L’effondrement de plusieurs immeubles populaires du quartier de Noailles à Marseille, qui a fait plusieurs morts, révèle un habitat insalubre laissé à l’abandon. Il y a 80 ans, Daladier enterrait le Front populaire et plaçait la ville sous la tutelle de l’Etat.
Après l’effondrement de deux immeubles, puis d’une partie d’un troisième, mitoyen, rue d’Aubagne dans le quartier de Noailles à Marseille le 5 novembre, des habitants ont tôt fait de rappeler les signalements effectués depuis plusieurs mois. Insalubrité, défaut d’entretien, indignité des conditions de logement dans le parc public, inanité de la politique de la ville alors qu’un des bâtiments effondrés appartenait à l’office public Marseille Habitat… En 2016, le site Marsactu avait publié une série d’articles sur l’habitat indigne de ce coin du 1er arrondissement, en plein centre-ville de Marseille, à deux pas du vieux port et à peine plus du Mucem flambant neuf.
Au sujet du 63, rue d’Aubagne – premier des immeubles à s’être effondré lundi 5 novembre et propriété de Marseille Habitat- Benoît Gilles de Marsactu écrivait ceci il y a deux ans :
Au 63 rue d’Aubagne et au 13 rue de l’Arc, des oriflammes sales jadis bleus flottent au vent. La société d’économie mixte de la Ville, Marseille Habitat, y annonçait fièrement que ces immeubles allaient faire l’objet de rénovation dans le cadre d’un plan d’éradication d’habitat indigne (EHI). Dans le premier, des travaux de consolidation ont été entrepris mais semblent arrêtés. Un salon de coiffure sans nom s’est installé au rez-de-chaussée. Le coiffeur, gêné, se refuse à tout commentaire en l’absence du patron, injoignable. Il ne veut pas dire non plus si l’immeuble est actuellement occupé. Une forte odeur de moisi ne rassure pas le visiteur sur l’état du bâti.

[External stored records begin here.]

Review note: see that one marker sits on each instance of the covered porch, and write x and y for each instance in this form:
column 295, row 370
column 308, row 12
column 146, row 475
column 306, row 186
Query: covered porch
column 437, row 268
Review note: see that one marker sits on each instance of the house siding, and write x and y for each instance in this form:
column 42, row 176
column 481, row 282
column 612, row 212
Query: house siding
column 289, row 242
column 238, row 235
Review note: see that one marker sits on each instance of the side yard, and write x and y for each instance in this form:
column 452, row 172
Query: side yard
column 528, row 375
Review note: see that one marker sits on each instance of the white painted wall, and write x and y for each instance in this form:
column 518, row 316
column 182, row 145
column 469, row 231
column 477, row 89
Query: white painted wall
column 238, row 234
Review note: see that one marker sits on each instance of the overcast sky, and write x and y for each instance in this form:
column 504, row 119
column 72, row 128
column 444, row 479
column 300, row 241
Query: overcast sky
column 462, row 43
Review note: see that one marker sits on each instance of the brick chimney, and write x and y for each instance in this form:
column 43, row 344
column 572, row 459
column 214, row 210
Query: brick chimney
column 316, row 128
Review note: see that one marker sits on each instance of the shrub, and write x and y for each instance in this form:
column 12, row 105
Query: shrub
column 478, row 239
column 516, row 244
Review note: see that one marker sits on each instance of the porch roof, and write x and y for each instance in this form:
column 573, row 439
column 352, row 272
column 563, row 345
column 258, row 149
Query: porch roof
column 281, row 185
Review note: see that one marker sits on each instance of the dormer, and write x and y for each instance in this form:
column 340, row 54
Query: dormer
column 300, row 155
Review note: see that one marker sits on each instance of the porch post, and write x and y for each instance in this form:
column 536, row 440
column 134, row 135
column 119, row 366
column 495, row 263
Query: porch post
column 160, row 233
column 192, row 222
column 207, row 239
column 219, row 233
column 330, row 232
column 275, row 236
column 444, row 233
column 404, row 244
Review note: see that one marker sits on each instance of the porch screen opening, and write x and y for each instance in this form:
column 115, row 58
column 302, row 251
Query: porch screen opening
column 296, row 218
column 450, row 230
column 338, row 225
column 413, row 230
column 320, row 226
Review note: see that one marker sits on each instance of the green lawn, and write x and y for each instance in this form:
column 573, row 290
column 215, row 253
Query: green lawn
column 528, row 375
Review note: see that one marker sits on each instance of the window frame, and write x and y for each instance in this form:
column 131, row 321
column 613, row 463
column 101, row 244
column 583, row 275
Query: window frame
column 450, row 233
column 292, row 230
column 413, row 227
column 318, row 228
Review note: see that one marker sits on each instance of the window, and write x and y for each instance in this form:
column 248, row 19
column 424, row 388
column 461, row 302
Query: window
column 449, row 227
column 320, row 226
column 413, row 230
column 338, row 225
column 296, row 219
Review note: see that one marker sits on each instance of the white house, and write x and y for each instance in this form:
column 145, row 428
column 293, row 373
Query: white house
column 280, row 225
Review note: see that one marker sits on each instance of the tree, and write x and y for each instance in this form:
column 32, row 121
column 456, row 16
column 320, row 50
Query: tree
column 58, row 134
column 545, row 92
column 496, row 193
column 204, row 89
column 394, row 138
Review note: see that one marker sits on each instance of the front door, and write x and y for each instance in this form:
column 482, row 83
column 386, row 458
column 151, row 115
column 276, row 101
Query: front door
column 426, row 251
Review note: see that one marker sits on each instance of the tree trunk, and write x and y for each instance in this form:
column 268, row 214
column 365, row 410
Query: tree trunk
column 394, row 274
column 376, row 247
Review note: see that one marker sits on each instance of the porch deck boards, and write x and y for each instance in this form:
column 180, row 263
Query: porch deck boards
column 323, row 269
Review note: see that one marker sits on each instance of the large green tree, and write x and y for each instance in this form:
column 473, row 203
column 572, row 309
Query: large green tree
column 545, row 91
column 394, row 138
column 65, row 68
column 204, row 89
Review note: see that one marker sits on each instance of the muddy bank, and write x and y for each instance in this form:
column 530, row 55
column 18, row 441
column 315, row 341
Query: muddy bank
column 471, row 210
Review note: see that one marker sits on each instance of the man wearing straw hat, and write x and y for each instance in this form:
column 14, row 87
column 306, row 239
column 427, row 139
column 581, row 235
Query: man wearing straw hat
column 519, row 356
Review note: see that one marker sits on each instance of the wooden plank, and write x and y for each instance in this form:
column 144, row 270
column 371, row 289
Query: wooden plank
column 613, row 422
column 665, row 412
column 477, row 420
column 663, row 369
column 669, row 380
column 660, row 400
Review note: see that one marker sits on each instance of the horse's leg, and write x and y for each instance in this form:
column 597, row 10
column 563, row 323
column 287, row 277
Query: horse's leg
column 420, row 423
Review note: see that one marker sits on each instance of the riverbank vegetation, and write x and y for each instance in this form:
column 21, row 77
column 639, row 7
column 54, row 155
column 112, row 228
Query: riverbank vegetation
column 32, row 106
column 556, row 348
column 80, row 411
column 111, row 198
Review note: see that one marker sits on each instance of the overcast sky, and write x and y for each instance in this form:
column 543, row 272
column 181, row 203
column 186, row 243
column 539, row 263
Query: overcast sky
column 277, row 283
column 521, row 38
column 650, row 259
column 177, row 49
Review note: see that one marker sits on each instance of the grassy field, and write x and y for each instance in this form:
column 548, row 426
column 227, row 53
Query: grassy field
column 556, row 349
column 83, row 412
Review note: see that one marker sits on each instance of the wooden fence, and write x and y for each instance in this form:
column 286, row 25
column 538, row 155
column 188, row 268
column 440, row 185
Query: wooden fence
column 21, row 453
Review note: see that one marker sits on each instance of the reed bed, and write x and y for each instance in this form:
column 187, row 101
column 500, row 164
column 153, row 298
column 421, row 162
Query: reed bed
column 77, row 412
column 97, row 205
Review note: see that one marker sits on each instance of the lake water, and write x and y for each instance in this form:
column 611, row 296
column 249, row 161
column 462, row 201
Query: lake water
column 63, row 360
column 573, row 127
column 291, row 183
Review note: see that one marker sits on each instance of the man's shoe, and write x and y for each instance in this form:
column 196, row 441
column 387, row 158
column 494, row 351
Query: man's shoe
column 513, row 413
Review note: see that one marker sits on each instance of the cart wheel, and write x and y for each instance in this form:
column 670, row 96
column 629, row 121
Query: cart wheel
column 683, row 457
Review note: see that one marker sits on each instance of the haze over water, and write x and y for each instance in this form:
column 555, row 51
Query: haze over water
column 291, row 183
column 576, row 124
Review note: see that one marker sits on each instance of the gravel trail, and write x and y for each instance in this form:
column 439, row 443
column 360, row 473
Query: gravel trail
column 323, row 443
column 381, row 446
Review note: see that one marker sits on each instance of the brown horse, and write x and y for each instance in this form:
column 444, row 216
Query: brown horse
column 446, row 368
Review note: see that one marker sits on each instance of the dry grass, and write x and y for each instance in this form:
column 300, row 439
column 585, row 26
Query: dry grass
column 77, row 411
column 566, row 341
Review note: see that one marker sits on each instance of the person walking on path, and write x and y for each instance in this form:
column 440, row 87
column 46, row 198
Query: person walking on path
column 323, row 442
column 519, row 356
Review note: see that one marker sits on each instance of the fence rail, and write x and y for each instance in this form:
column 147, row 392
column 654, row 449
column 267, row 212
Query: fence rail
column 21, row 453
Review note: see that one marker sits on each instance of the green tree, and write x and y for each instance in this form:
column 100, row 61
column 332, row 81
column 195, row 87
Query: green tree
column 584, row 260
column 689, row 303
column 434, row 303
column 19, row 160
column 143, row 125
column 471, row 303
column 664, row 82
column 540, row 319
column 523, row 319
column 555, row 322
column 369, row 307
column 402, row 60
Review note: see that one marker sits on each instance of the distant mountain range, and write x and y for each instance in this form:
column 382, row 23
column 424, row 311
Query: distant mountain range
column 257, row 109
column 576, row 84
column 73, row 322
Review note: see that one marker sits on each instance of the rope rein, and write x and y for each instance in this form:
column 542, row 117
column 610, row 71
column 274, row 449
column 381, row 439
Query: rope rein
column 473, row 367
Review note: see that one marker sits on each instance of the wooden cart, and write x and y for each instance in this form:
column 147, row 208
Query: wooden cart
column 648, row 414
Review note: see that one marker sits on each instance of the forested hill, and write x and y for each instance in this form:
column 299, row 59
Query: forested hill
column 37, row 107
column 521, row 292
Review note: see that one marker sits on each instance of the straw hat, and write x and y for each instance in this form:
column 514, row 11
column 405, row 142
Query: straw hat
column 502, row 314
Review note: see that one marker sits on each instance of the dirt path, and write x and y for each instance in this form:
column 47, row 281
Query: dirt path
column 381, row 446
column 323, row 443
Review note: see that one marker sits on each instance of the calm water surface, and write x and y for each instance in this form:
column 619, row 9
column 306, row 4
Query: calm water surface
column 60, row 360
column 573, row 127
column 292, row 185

Ennemi numéro 1 de l’habitat… « la pluie » ?
A l’époque, l’immeuble de quatre étages était explicitement identifié par le plan d’éradication de l’habitat indigne à l’échelle de la ville. Mais la rénovation semblait patienter dans les cartons de la mairie, en attente d’une validation politique. Deux ans et demi plus tard, c’est tout un pan de la rue qui est tombé comme un château de cartes tandis que le maire Jean-Claude Gaudin (LR) envisageait que l’accident qui a d’ores et déjà fait plusieurs morts, pouvait être causé par “la pluie”.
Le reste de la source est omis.